This wide architectural frieze shows contains scallop shells rendered in high relief, set within arches outlined with egg and dart moldings, between which are wreath-enclosed torches. Above this is a dentil molding. This is printed in numerous shades of gray, with larger fills of complementary colors of red and green. There are also elements printed with gold mica flakes, like glitter. The glitter is used to highlight the relief of the printed architectural elements.
Wallpapers which contained mica flakes were referred to as a “flitters” or flitter friezes. Flitters seem to have been popular only for a short period around 1910. The application of mica flakes was used primarily on wide friezes but was also occasionally used on sidewall and ceiling papers. Samples of window shades in the collection also contain mica flakes. Similar applications of mica can also be found on postcards of the period, frequently those having a more romantic or personal nature.

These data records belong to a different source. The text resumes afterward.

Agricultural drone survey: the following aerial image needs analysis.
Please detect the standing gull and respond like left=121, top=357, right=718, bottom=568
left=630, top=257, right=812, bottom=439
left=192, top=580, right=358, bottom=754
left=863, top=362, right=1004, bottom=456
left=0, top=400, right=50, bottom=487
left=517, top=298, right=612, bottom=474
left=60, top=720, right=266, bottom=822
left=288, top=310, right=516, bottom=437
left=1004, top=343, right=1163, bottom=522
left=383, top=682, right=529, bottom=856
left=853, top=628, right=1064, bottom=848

This frieze is part of a dramatic architectural wall treatment or panel decoration that includes brackets, columns, and dentils. Shown in the illustration is a treatment which includes three different flitter friezes and a columned wallpaper, a suggestion recommended by the manufacturer in the 1907 trade publication Wall Paper News. This type of décor would be used above a chair rail or wainscot, and would probably be found in the library or study, entry foyer, or hallway.
Imperial began printing wallpaper in 1901 as Imperial Paper and Color Company. They incorporated in 1962 and operated as Imperial Wallpaper Mill, Inc. When Imperial later merged with Sunworthy Wallcoverings they became the world’s largest wallpaper company.